From a systems viewpoint, I’m pretty sure you need both. As a secular analysis put it, the best outcomes seem to require parental warmth and high standards. Or as my summary of Biblical parenting goes, we need a Grace-Law-Grace framework.

My observation of families that seem to be parenting well is that whichever side they fall on in terms of what they say, they are actually doing both. Some parents who emphasise the attentiveness to the individuality and needs of children are also pretty clear on boundaries and no nonsense about expectations. Some parents who emphasise the need for boundaries and consequences are also pretty attuned to the individual abilities and needs of their children. Good parents, from whichever tribe, are often closer in practice than their short summaries would suggest. Their systems are more similar than their headlines.

So why do people give “headline summaries” that don’t reflect the balance of their systems?

1) Because you really notice the thing that you add last. If you have 9 out of 10 ingredients and it doesn’t work, and then you learn the 10th ingredient, that is the thing you credit. You don’t notice the other elements of the system because without that 10th ingredient they didn’t work. But someone else missing elements 5 and 8 may add the 10th ingredient and find it doesn’t work for them. If a particular truth or element is the one that seems to transform your parenting (or any other area of life), that is what you share. You can easily be blind to how many other system elements are also necessary.

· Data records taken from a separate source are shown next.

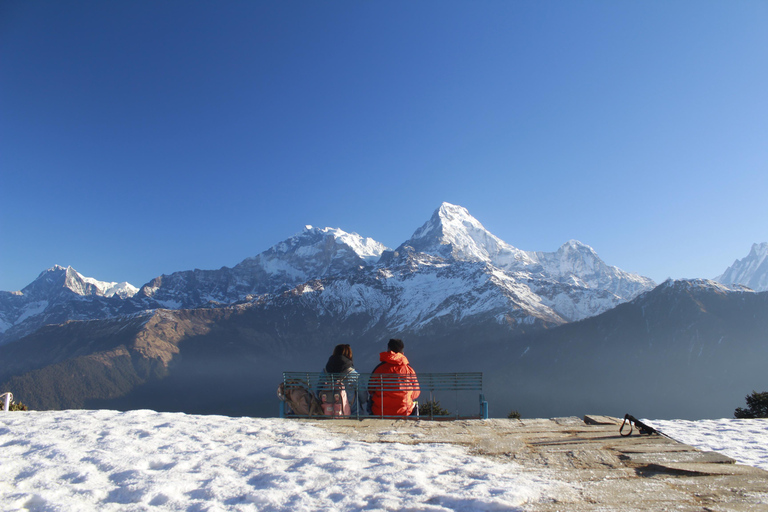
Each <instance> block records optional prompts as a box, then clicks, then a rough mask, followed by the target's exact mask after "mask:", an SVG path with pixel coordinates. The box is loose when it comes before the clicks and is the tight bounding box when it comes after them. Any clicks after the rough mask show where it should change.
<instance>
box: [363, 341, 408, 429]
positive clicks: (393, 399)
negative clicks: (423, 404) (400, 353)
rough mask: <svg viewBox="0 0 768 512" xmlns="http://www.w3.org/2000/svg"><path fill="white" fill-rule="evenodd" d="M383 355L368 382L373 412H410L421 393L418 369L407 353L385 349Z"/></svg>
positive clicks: (396, 413) (379, 413)
mask: <svg viewBox="0 0 768 512" xmlns="http://www.w3.org/2000/svg"><path fill="white" fill-rule="evenodd" d="M379 359H380V360H381V363H380V364H379V365H378V366H377V367H376V368H374V370H373V375H371V380H370V382H369V383H368V393H369V394H370V395H371V401H372V406H371V412H372V413H373V414H374V415H376V416H408V415H410V414H411V412H413V401H414V400H415V399H416V398H418V397H419V393H420V391H419V381H418V380H417V378H416V372H415V371H413V368H411V367H410V365H408V358H407V357H405V356H404V355H403V354H399V353H397V352H382V353H381V354H379Z"/></svg>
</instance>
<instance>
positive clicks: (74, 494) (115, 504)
mask: <svg viewBox="0 0 768 512" xmlns="http://www.w3.org/2000/svg"><path fill="white" fill-rule="evenodd" d="M0 468H2V471H0V496H2V500H0V510H2V511H11V510H22V509H27V510H39V511H59V510H62V511H69V510H78V511H90V510H93V511H96V510H98V511H110V510H120V511H124V510H127V511H133V510H149V509H151V510H189V511H203V510H207V511H211V512H213V511H223V510H269V511H281V510H285V511H301V510H360V509H366V510H413V511H441V510H473V511H474V510H510V509H515V508H516V507H520V506H521V505H523V504H525V503H526V502H535V501H538V500H539V499H541V498H542V497H543V496H547V495H550V496H551V495H552V494H553V493H556V491H555V490H554V489H555V488H556V483H555V482H551V481H549V480H547V479H546V478H545V477H535V476H532V475H531V474H530V473H523V472H522V470H521V469H520V468H519V466H516V465H514V464H509V463H502V462H495V461H492V460H490V459H486V458H480V457H474V456H470V455H468V453H467V452H466V450H465V449H464V448H461V447H457V446H454V445H446V444H418V445H413V446H411V445H403V444H398V443H386V444H366V443H362V442H356V441H351V440H347V439H345V438H343V437H341V436H335V435H332V434H329V433H328V432H327V431H325V430H323V429H321V428H317V427H311V426H307V425H305V424H302V423H299V422H296V421H291V420H280V419H254V418H230V417H224V416H194V415H187V414H182V413H157V412H153V411H147V410H142V411H129V412H116V411H104V410H98V411H43V412H24V413H22V412H10V413H0Z"/></svg>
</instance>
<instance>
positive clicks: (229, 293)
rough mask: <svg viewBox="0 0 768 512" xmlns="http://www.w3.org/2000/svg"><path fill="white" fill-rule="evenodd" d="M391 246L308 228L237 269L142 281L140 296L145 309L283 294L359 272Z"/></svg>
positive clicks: (169, 277) (225, 268)
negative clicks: (341, 276)
mask: <svg viewBox="0 0 768 512" xmlns="http://www.w3.org/2000/svg"><path fill="white" fill-rule="evenodd" d="M386 249H387V248H386V247H385V246H384V245H382V244H380V243H379V242H376V241H375V240H373V239H371V238H363V237H362V236H360V235H358V234H357V233H347V232H345V231H342V230H341V229H334V228H316V227H312V226H306V227H305V228H304V230H303V231H302V232H300V233H297V234H296V235H294V236H292V237H291V238H289V239H287V240H284V241H283V242H280V243H278V244H277V245H274V246H273V247H271V248H269V249H267V250H266V251H264V252H263V253H261V254H259V255H257V256H254V257H252V258H247V259H245V260H244V261H242V262H241V263H239V264H238V265H235V267H234V268H228V267H223V268H221V269H219V270H188V271H183V272H175V273H173V274H171V275H163V276H160V277H157V278H155V279H153V280H152V281H151V282H150V283H148V284H146V285H144V286H143V287H142V288H141V290H140V292H139V294H138V296H137V297H136V298H137V299H139V300H141V299H144V298H146V299H151V300H145V301H144V303H145V305H146V307H147V308H152V307H157V306H160V307H165V308H169V309H179V308H198V307H216V306H222V305H227V304H232V303H235V302H239V301H244V300H251V299H252V298H253V297H254V296H258V295H262V294H268V293H279V292H283V291H285V290H288V289H291V288H293V287H295V286H297V285H299V284H301V283H305V282H307V281H310V280H312V279H319V278H323V277H330V276H335V275H341V274H348V273H354V272H358V271H360V270H362V269H364V268H366V267H370V266H372V264H373V263H374V262H375V261H376V260H378V259H379V257H380V256H381V254H382V252H384V250H386Z"/></svg>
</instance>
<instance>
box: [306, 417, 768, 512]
mask: <svg viewBox="0 0 768 512" xmlns="http://www.w3.org/2000/svg"><path fill="white" fill-rule="evenodd" d="M585 420H586V421H585ZM585 420H582V419H580V418H576V417H567V418H553V419H531V420H528V419H523V420H508V419H492V420H458V421H425V420H421V421H418V420H415V421H414V420H379V419H364V420H361V421H358V420H311V419H310V420H297V421H306V422H309V423H311V424H313V425H316V426H319V427H322V428H326V429H328V430H329V431H331V432H335V433H338V434H340V435H343V436H345V437H349V438H351V439H356V440H359V441H364V442H369V443H403V444H418V443H447V444H457V445H462V446H466V447H467V449H468V450H470V452H471V453H474V454H476V455H479V456H484V457H492V458H493V459H494V460H497V461H499V460H501V461H506V462H509V463H510V464H516V465H517V466H518V467H521V468H522V469H523V471H525V472H530V473H532V474H536V475H537V476H541V477H542V478H545V479H547V480H549V481H553V482H557V483H558V484H560V485H558V486H557V488H558V489H559V491H558V495H557V496H551V497H546V498H544V499H542V500H541V501H539V502H536V503H528V504H526V505H525V507H524V510H527V511H536V512H539V511H541V512H550V511H568V512H585V511H614V510H615V511H621V512H627V511H629V510H632V511H641V512H644V511H665V510H676V511H683V512H686V511H697V512H701V511H705V510H711V511H726V510H728V511H736V512H739V511H761V512H768V471H763V470H761V469H758V468H753V467H751V466H743V465H740V464H736V463H734V461H733V459H731V458H729V457H726V456H724V455H722V454H719V453H716V452H703V451H700V450H696V449H695V448H693V447H691V446H688V445H685V444H682V443H678V442H676V441H674V440H672V439H670V438H667V437H665V436H661V435H651V436H649V435H640V434H638V433H637V431H636V430H635V432H634V433H633V434H632V435H630V436H627V437H623V436H621V435H619V425H620V424H621V421H620V420H619V419H618V418H611V417H608V416H596V415H589V416H586V417H585ZM588 422H589V423H588Z"/></svg>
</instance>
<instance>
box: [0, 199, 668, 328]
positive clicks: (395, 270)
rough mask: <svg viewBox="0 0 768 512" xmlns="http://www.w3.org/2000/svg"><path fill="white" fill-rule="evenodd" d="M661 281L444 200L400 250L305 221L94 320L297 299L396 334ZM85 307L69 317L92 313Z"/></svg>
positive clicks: (358, 236) (496, 322)
mask: <svg viewBox="0 0 768 512" xmlns="http://www.w3.org/2000/svg"><path fill="white" fill-rule="evenodd" d="M70 274H73V277H72V279H70V281H71V282H72V289H77V290H80V291H82V292H83V293H86V292H87V293H92V294H95V295H98V296H99V297H101V296H102V295H103V296H106V295H107V293H108V290H110V289H111V288H109V287H108V286H106V284H103V286H97V284H96V283H94V282H91V281H89V280H87V278H82V276H81V278H80V279H79V280H78V279H75V278H76V277H77V276H76V275H74V274H76V273H75V272H74V271H71V272H70ZM77 275H79V274H77ZM38 281H39V282H38ZM38 281H36V282H35V283H33V285H30V290H27V291H28V292H29V293H30V294H31V291H32V289H34V290H37V289H38V288H39V289H40V292H39V293H38V292H37V291H35V293H34V294H31V295H30V296H32V295H34V296H35V297H38V296H39V297H44V296H46V294H45V293H43V291H44V289H45V287H44V286H43V284H44V282H45V281H46V280H43V279H38ZM653 286H654V283H653V281H651V280H650V279H647V278H644V277H641V276H638V275H636V274H630V273H627V272H623V271H621V270H620V269H617V268H616V267H610V266H608V265H606V264H605V263H604V262H603V261H602V260H600V258H599V257H598V256H597V254H596V253H595V252H594V250H592V248H590V247H589V246H587V245H584V244H581V243H579V242H577V241H570V242H568V243H566V244H565V245H563V247H561V248H560V249H559V250H558V251H556V252H554V253H544V252H529V251H523V250H521V249H517V248H515V247H513V246H512V245H510V244H508V243H506V242H504V241H502V240H501V239H499V238H498V237H496V236H495V235H493V234H492V233H490V232H489V231H488V230H486V229H485V228H484V227H483V225H482V224H481V223H480V222H479V221H478V220H477V219H475V218H474V217H472V216H471V215H470V214H469V212H468V211H467V210H466V209H465V208H463V207H461V206H456V205H452V204H449V203H443V204H442V205H441V206H440V207H439V208H438V209H437V210H436V211H435V213H434V214H433V215H432V217H431V218H430V220H429V221H428V222H426V223H425V224H424V225H423V226H422V227H420V228H419V229H417V230H416V231H415V232H414V234H413V236H412V237H411V238H410V239H409V240H408V241H406V242H405V243H403V244H401V245H400V246H399V247H398V248H397V249H396V250H394V251H393V250H389V249H387V248H386V247H385V246H384V245H382V244H381V243H379V242H376V241H375V240H373V239H371V238H364V237H362V236H360V235H358V234H356V233H347V232H345V231H343V230H341V229H334V228H316V227H311V226H307V227H306V228H305V229H304V230H303V231H302V232H300V233H298V234H296V235H295V236H293V237H291V238H289V239H287V240H285V241H283V242H280V243H278V244H276V245H275V246H273V247H271V248H270V249H268V250H266V251H264V252H263V253H261V254H259V255H257V256H254V257H251V258H248V259H246V260H244V261H243V262H241V263H240V264H238V265H236V266H235V267H234V268H227V267H223V268H221V269H219V270H199V269H196V270H190V271H182V272H176V273H173V274H170V275H163V276H160V277H157V278H155V279H153V280H152V281H151V282H149V283H147V284H145V285H144V286H143V287H142V288H141V290H140V291H139V292H138V293H136V294H135V295H134V296H133V297H132V298H130V299H128V300H126V301H123V304H109V305H102V306H101V307H100V309H99V312H98V316H94V317H93V318H105V317H109V316H114V315H115V314H117V312H118V311H122V312H127V313H134V312H136V311H141V310H150V309H158V308H165V309H194V308H221V307H230V306H235V305H238V304H240V305H242V304H248V305H250V307H267V308H268V307H270V304H272V303H275V301H278V302H280V304H284V301H285V300H288V298H290V297H299V298H300V300H301V301H303V302H302V304H303V306H302V307H309V306H311V307H312V308H315V310H316V313H317V314H319V315H325V314H327V312H333V314H334V315H339V318H349V317H351V316H356V317H358V318H361V316H360V315H367V316H366V319H365V322H364V324H365V325H368V326H373V325H377V326H379V327H382V326H385V327H386V329H387V330H388V331H391V332H418V331H420V330H423V329H429V328H431V327H430V326H431V325H438V324H440V325H446V323H449V324H450V325H454V326H458V325H461V324H467V323H468V322H471V323H483V322H486V321H491V322H494V323H496V324H497V325H505V326H507V327H508V328H509V329H511V331H513V332H523V331H527V330H530V329H532V328H541V327H546V326H553V325H560V324H563V323H566V322H569V321H574V320H580V319H583V318H586V317H589V316H593V315H596V314H599V313H602V312H603V311H606V310H608V309H610V308H612V307H615V306H616V305H617V304H620V303H622V302H625V301H627V300H630V299H632V298H633V297H635V296H636V295H637V294H639V293H641V292H642V291H644V290H648V289H650V288H652V287H653ZM68 289H69V288H68ZM25 290H26V289H25ZM99 294H101V295H99ZM40 300H43V299H40ZM281 301H282V302H281ZM81 310H82V308H80V309H79V310H78V315H77V316H74V317H73V318H70V319H75V318H76V319H83V318H84V316H83V314H82V313H81ZM32 316H33V315H32ZM56 318H61V315H59V316H57V317H56ZM361 328H362V327H361ZM6 341H8V339H7V338H6Z"/></svg>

2) Because you share what your tribe or audience wants to hear. In any given social setting, some aspects of the system are socially palatable or socially high status. And so we may be aware of the whole system but pick the aspects of the system which will be approved to highlight. In conservative subcultures, that might be the boundaries and discipline line. In liberal subcultures (which is currently the mainstream culture in the UK), it is the individuality of the child and letting them express themselves line that will be better received. This adjusting of the message might be subconscious or conscious. Either way, it tailors its summary not to the system as a whole but the aspects that will be best received by the audience.

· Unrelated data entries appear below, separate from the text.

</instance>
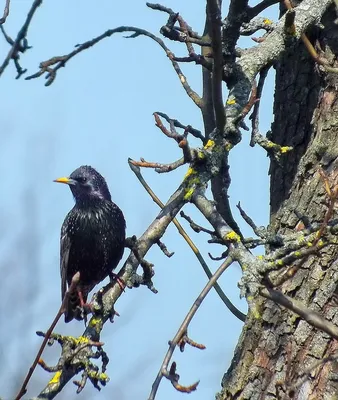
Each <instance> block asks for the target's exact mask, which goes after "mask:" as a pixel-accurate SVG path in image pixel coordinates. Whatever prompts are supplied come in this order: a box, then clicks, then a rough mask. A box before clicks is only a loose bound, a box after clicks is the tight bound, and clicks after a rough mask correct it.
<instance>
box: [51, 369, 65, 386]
mask: <svg viewBox="0 0 338 400" xmlns="http://www.w3.org/2000/svg"><path fill="white" fill-rule="evenodd" d="M61 373H62V371H57V372H56V373H55V375H54V376H53V378H52V379H51V380H50V381H49V384H53V383H59V382H60V377H61Z"/></svg>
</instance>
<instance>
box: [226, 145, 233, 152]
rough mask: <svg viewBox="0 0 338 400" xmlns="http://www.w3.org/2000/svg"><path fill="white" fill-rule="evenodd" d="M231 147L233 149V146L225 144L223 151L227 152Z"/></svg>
mask: <svg viewBox="0 0 338 400" xmlns="http://www.w3.org/2000/svg"><path fill="white" fill-rule="evenodd" d="M233 147H234V146H233V144H231V143H227V144H226V145H225V150H226V151H228V152H229V151H230V150H231V149H232V148H233Z"/></svg>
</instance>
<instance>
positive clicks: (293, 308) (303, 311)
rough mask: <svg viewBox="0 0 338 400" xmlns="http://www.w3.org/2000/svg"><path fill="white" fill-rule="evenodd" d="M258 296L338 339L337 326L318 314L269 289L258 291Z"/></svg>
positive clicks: (321, 315)
mask: <svg viewBox="0 0 338 400" xmlns="http://www.w3.org/2000/svg"><path fill="white" fill-rule="evenodd" d="M260 294H261V295H262V296H263V297H265V298H267V299H270V300H272V301H274V302H275V303H277V304H280V305H281V306H284V307H285V308H287V309H288V310H290V311H293V312H295V313H296V314H298V315H299V316H300V317H302V318H303V319H304V320H305V321H306V322H308V323H309V324H310V325H311V326H313V327H315V328H317V329H320V330H321V331H323V332H326V333H327V334H329V335H330V336H332V337H333V338H335V339H338V328H337V326H336V325H335V324H333V323H332V322H330V321H328V320H327V319H326V318H324V317H323V316H322V315H321V314H320V313H318V312H316V311H312V310H310V309H309V308H307V307H305V306H304V305H303V304H302V303H301V302H299V301H297V300H295V299H292V298H291V297H289V296H287V295H285V294H283V293H282V292H280V291H278V290H274V289H271V288H262V289H261V290H260Z"/></svg>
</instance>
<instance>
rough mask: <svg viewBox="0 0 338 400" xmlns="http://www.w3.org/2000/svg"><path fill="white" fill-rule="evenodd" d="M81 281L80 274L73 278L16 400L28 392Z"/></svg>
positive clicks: (29, 370)
mask: <svg viewBox="0 0 338 400" xmlns="http://www.w3.org/2000/svg"><path fill="white" fill-rule="evenodd" d="M79 281H80V273H79V272H77V273H76V274H75V275H74V276H73V278H72V282H71V284H70V286H69V288H68V290H67V291H66V293H65V297H64V298H63V300H62V303H61V306H60V309H59V311H58V312H57V314H56V317H55V318H54V320H53V322H52V324H51V326H50V327H49V328H48V330H47V332H46V334H45V337H44V339H43V342H42V344H41V346H40V349H39V351H38V353H37V355H36V357H35V359H34V361H33V364H32V366H31V367H30V368H29V371H28V374H27V376H26V378H25V380H24V382H23V384H22V386H21V388H20V390H19V393H18V394H17V396H16V397H15V400H20V399H21V397H22V396H24V395H25V393H26V392H27V389H26V388H27V384H28V382H29V380H30V378H31V376H32V375H33V372H34V370H35V368H36V366H37V364H38V363H39V360H40V357H41V354H42V352H43V350H44V348H45V347H46V344H47V342H48V340H49V338H50V336H51V334H52V332H53V329H54V328H55V326H56V324H57V323H58V321H59V319H60V318H61V316H62V314H63V313H64V311H65V306H66V304H67V302H68V299H69V296H70V294H71V293H73V292H74V290H75V288H76V286H77V284H78V283H79Z"/></svg>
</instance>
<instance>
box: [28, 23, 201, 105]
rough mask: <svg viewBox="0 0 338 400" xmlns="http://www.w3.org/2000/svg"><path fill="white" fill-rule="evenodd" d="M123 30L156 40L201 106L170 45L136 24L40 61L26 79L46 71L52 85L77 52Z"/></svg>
mask: <svg viewBox="0 0 338 400" xmlns="http://www.w3.org/2000/svg"><path fill="white" fill-rule="evenodd" d="M122 32H134V33H133V34H132V35H131V36H128V37H127V38H136V37H138V36H142V35H143V36H147V37H149V38H150V39H152V40H154V41H155V42H156V43H158V44H159V45H160V46H161V47H162V49H163V50H164V51H165V53H166V55H167V56H168V58H169V59H170V61H171V63H172V66H173V67H174V70H175V72H176V74H177V76H178V78H179V80H180V82H181V84H182V86H183V88H184V89H185V91H186V93H187V95H188V96H189V97H190V98H191V99H192V100H193V102H194V103H195V104H196V105H197V106H198V107H201V98H200V97H199V96H198V94H197V93H196V92H194V91H193V90H192V89H191V87H190V86H189V84H188V82H187V79H186V77H185V76H184V74H183V72H182V71H181V68H180V66H179V65H178V63H177V62H176V61H175V60H174V58H175V55H174V54H173V53H172V52H171V51H170V50H169V49H168V47H167V46H166V45H165V43H164V42H163V40H162V39H160V38H158V37H157V36H155V35H153V34H152V33H150V32H148V31H146V30H144V29H140V28H136V27H134V26H120V27H118V28H115V29H108V30H107V31H106V32H104V33H102V34H101V35H99V36H97V37H96V38H94V39H92V40H88V41H87V42H85V43H82V44H80V45H77V46H76V49H75V50H73V51H72V52H70V53H69V54H66V55H64V56H57V57H52V58H50V59H49V60H47V61H43V62H41V63H40V66H39V67H40V71H38V72H37V73H36V74H34V75H31V76H28V77H27V78H26V79H34V78H38V77H40V76H41V75H43V74H44V73H46V79H47V82H46V83H45V86H49V85H51V84H52V83H53V82H54V80H55V78H56V73H57V71H58V70H59V69H60V68H62V67H64V66H65V65H66V64H67V62H68V61H69V60H70V59H72V58H73V57H74V56H76V55H77V54H79V53H81V52H82V51H84V50H87V49H88V48H90V47H92V46H94V45H95V44H97V43H99V42H100V41H101V40H103V39H105V38H108V37H110V36H112V35H114V34H115V33H122Z"/></svg>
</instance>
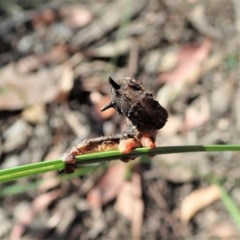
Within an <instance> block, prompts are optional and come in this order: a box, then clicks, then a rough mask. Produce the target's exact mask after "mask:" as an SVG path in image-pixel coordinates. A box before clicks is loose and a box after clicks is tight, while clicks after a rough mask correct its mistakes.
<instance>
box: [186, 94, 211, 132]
mask: <svg viewBox="0 0 240 240" xmlns="http://www.w3.org/2000/svg"><path fill="white" fill-rule="evenodd" d="M209 117H210V107H209V102H208V99H207V98H206V97H201V98H200V99H198V102H197V103H196V104H194V106H191V107H188V108H187V110H186V113H185V123H184V129H185V130H186V129H192V128H196V127H199V126H201V125H203V124H204V123H206V122H207V121H208V119H209Z"/></svg>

3) Because shifting systems requires a lopsided message. A better reason for offering a lopsided summary is if you want to try and shift a system. If you think the culture around you has a system missing key elements, you can try and give a more balanced system. But often, people hearing a balanced system take what they like and ignore what they don’t like. So perhaps the way to shift a system is to share a simplified message focused on what is missing. This is the key, this is the answer.

Moving away from parenting, this is one of the challenges in preaching. When do we preach the balance of the whole Biblical message on a topic. And when do we allow a “lopsided” summary from a particular passage to challenge our system? The truth is the whole of what the Bible teaches, but the Bible itself has passages emphasising one particular aspect or part of the truth. And perhaps that is what our audience need to hear in that moment.

One thought on “Systems thinking, and why it is sometimes right to be lopsided

  1. You make a good point about the reality often being closer than the short summaries, and I like your application to sermons. I agree that one must often be lopsided in order to have impact, but sermons are long enough that you can sketch the fuller picture even though most of your time may be spent where you think the gap in your congregation’s thinking or practice is.